例如在2D沿第一轴的情况下，这在1D中效果很好，例如，我将不得不更改为以下内容:

This works fine in 1D, if is 2D along first axis for example I would have to change for something like:

    fm2 = values[:-4,:]
    fm1 = values[1:-3,:]
    fc0 = values[2:-2,:]
    fp1 = values[3:-1,:]
    fp2 = values[4:,:]

但是沿着第二轴是:

    fm2 = values[:,:-4]
    fm1 = values[:,1:-3]
    fc0 = values[:,2:-2]
    fp1 = values[:,3:-1]
    fp2 = values[:,4:]

这同样适用于3d，但有3种可能性，并且还在不断发展.如果邻居设置正确，则返回始终有效.

The same applies to 3d, but has 3 possibilities and goes on and on. The return always works if the neighbors are correctly set.

    return -fm2 + 16*(fm1+fp1) - 30*fc0 - fp2

当然axis不能大于len(U.shape)-1(我称其为尺寸，有什么方法可以代替此代码段吗?

Of course axis cannot be larger than len(U.shape)-1 (I call this the dimension, is there any way to extract instead this snippet?

如何为这种编码问题做一个优雅而pythonic的方法?

How can I do a elegant and pythonic approach for this coding problem?

有更好的方法吗?

PS:关于np.diff和np.gradient，它们不起作用，因为第一个是一阶，第二个是二阶，我正在做四阶近似.实际上，我很快会解决此问题，因此我还将概括该顺序.但是，是的，我希望能够像np.gradient一样在任何轴上进行操作.

PS: Regarding np.diff and np.gradient, those do not work since the first one is first order and the second one is second order, I'm doing a fourth order approximation. In fact soon I finish this problem I will also generalize the order.

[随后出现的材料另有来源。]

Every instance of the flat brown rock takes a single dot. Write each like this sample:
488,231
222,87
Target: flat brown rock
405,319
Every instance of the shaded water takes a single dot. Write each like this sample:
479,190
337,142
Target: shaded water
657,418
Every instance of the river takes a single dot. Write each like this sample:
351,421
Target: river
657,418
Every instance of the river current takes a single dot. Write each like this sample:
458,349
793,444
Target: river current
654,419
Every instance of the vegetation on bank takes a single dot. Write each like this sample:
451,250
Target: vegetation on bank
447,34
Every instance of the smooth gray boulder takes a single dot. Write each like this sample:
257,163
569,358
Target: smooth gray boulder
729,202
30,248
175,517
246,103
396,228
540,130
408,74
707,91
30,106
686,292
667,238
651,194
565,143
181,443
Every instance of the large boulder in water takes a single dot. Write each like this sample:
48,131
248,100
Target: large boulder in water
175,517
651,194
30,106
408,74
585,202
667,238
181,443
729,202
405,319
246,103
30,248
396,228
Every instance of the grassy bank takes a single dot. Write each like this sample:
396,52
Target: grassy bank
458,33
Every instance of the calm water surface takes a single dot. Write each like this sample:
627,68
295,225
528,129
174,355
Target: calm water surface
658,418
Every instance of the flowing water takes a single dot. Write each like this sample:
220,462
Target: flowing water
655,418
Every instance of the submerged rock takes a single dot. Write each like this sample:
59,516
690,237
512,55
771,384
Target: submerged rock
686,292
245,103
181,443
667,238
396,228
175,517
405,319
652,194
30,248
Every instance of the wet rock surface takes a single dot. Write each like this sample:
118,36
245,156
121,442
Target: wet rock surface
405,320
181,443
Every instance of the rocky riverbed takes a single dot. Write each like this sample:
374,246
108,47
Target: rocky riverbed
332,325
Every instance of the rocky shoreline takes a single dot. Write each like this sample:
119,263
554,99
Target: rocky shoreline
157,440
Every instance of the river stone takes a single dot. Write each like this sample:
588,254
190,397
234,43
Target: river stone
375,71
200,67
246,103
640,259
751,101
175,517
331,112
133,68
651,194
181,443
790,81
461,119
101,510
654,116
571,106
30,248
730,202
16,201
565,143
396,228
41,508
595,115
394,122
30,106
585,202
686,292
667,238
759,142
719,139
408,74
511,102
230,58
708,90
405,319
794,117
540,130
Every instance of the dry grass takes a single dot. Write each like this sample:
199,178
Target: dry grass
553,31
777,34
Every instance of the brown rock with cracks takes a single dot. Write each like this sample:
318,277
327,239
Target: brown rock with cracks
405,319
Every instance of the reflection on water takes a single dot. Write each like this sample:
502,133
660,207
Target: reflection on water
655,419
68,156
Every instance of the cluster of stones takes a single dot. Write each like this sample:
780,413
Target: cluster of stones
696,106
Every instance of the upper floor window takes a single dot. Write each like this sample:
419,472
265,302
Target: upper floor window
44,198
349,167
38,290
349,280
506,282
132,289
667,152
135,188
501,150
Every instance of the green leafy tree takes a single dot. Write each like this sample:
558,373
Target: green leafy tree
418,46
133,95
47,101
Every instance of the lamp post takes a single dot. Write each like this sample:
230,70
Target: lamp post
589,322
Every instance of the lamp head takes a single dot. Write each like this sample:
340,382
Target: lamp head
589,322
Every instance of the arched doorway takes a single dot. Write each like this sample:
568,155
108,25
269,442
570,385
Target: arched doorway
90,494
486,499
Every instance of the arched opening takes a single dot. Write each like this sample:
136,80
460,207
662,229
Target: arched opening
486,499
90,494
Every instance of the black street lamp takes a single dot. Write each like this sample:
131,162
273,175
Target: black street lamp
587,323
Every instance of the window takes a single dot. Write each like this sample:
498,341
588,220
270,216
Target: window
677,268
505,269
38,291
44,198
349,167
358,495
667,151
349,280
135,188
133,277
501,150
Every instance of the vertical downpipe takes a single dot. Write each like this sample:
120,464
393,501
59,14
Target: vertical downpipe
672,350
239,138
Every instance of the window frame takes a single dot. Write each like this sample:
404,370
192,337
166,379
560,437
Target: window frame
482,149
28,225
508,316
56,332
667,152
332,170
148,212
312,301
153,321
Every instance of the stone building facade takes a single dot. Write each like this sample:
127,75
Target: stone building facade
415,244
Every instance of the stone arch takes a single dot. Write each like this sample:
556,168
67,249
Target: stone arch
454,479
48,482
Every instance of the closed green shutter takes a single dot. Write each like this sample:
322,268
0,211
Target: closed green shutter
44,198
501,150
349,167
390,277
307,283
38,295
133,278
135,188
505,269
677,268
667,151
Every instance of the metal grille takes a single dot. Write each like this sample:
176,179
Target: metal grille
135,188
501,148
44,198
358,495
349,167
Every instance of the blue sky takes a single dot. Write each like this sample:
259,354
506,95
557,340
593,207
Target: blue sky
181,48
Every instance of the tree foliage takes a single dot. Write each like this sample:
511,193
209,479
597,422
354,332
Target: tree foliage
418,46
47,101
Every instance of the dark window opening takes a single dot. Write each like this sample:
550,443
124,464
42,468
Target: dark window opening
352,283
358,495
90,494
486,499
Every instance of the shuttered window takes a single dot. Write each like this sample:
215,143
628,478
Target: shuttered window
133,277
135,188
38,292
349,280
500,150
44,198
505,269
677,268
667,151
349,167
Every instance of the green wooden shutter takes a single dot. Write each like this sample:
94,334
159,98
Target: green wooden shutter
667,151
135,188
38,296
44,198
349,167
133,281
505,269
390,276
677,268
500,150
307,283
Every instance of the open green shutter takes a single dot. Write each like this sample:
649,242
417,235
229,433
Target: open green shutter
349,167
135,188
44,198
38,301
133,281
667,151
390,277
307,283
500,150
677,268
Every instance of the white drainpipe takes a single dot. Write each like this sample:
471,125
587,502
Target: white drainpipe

But yes, I want to be able to do in any axis as np.gradient do.

推荐答案

一种简单有效的解决方案是在过程的开始和结束时使用swapaxes:

A simple and effective solution is to use swapaxes at the very beginning and end of your procedure:

import numpy as np

def f(values, axis=-1):
    values = values.swapaxes(0, axis)

    fm2 = values[ :-4]
    fm1 = values[1:-3]
    fc0 = values[2:-2]
    fp1 = values[3:-1]
    fp2 = values[4:  ]

    return (-fm2 + 16*(fm1+fp1) - 30*fc0 - fp2).swapaxes(0, axis)

a = (np.arange(4*7*8)**3).reshape(4,7,8)
res = f(a, axis=1)
print(res)
print(res.flags)

输出:

# [[[ 73728  78336  82944  87552  92160  96768 101376 105984]
#   [110592 115200 119808 124416 129024 133632 138240 142848]
#   [147456 152064 156672 161280 165888 170496 175104 179712]]

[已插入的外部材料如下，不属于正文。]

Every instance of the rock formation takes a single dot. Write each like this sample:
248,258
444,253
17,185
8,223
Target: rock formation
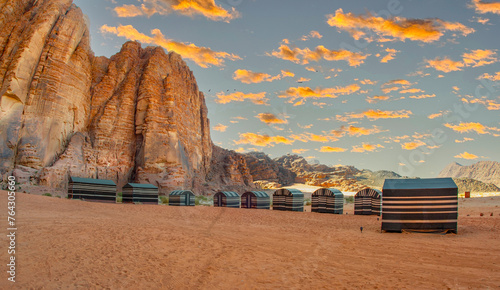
485,171
137,116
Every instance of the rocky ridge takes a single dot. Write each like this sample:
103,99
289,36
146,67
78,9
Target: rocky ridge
135,117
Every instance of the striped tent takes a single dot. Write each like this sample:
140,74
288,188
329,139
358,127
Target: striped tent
255,199
181,198
92,189
288,199
420,205
367,201
327,200
227,199
140,193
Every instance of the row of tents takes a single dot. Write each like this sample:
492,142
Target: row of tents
405,204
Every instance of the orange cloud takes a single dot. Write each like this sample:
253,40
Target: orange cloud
483,7
250,77
269,118
366,147
376,99
331,149
378,114
412,145
220,128
294,93
466,155
494,78
202,56
396,28
262,140
472,126
479,57
258,99
206,8
423,96
391,53
464,140
305,56
445,64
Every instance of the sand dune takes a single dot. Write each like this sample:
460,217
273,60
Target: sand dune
74,244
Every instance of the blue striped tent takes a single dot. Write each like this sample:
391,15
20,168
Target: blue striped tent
90,189
181,198
288,199
426,205
227,199
367,202
255,199
140,193
327,200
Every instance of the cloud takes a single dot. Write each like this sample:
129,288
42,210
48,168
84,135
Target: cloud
305,56
332,149
466,155
474,58
366,147
483,7
391,53
258,99
250,77
376,99
220,128
494,78
202,56
206,8
294,93
262,140
472,126
396,28
464,140
444,64
269,118
312,34
412,145
423,96
377,114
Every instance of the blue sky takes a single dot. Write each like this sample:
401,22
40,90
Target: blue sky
407,86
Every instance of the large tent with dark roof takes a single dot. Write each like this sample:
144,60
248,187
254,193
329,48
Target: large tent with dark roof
227,199
140,193
90,189
327,200
367,202
427,205
288,199
255,199
181,198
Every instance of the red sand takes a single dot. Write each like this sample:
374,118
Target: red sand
74,244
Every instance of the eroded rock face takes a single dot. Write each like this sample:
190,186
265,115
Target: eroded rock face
135,117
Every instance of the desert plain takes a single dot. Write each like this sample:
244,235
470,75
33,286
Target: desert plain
72,244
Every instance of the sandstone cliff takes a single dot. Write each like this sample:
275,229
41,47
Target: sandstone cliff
137,116
485,171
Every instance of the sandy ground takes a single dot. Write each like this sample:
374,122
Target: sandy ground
75,244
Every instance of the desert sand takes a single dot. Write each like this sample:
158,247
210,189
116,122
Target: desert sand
65,243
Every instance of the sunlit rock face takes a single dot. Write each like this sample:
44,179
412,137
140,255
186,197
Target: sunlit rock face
137,116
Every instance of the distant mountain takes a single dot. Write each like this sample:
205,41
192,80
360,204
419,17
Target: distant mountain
485,171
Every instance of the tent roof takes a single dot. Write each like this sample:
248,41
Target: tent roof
140,185
423,183
259,193
229,193
91,181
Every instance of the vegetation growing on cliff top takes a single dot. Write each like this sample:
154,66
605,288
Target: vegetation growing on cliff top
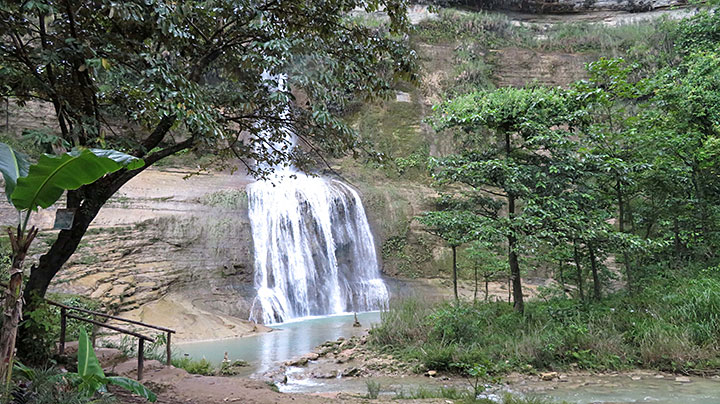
619,196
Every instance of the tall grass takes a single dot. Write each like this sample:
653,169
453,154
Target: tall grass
667,327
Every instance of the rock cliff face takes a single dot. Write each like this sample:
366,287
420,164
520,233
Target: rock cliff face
575,6
166,246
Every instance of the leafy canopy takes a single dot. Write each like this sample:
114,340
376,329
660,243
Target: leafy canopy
124,74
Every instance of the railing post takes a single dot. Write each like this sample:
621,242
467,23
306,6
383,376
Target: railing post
141,348
168,352
93,334
63,326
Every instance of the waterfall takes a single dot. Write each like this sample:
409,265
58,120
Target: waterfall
314,252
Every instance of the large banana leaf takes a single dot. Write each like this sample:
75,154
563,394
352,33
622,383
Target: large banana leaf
52,175
133,387
13,165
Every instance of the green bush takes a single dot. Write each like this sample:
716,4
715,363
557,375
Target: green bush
46,320
671,325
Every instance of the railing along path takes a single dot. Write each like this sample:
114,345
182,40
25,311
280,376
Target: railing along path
64,315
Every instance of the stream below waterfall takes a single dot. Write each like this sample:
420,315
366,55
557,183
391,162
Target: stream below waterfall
290,340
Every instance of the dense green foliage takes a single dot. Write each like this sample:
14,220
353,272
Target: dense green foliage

#  [[331776 336384 340992 345600 350208 354816 359424 364032]
#   [368640 373248 377856 382464 387072 391680 396288 400896]
#   [405504 410112 414720 419328 423936 428544 433152 437760]]

#  [[589824 594432 599040 603648 608256 612864 617472 622080]
#   [626688 631296 635904 640512 645120 649728 654336 658944]
#   [663552 668160 672768 677376 681984 686592 691200 695808]]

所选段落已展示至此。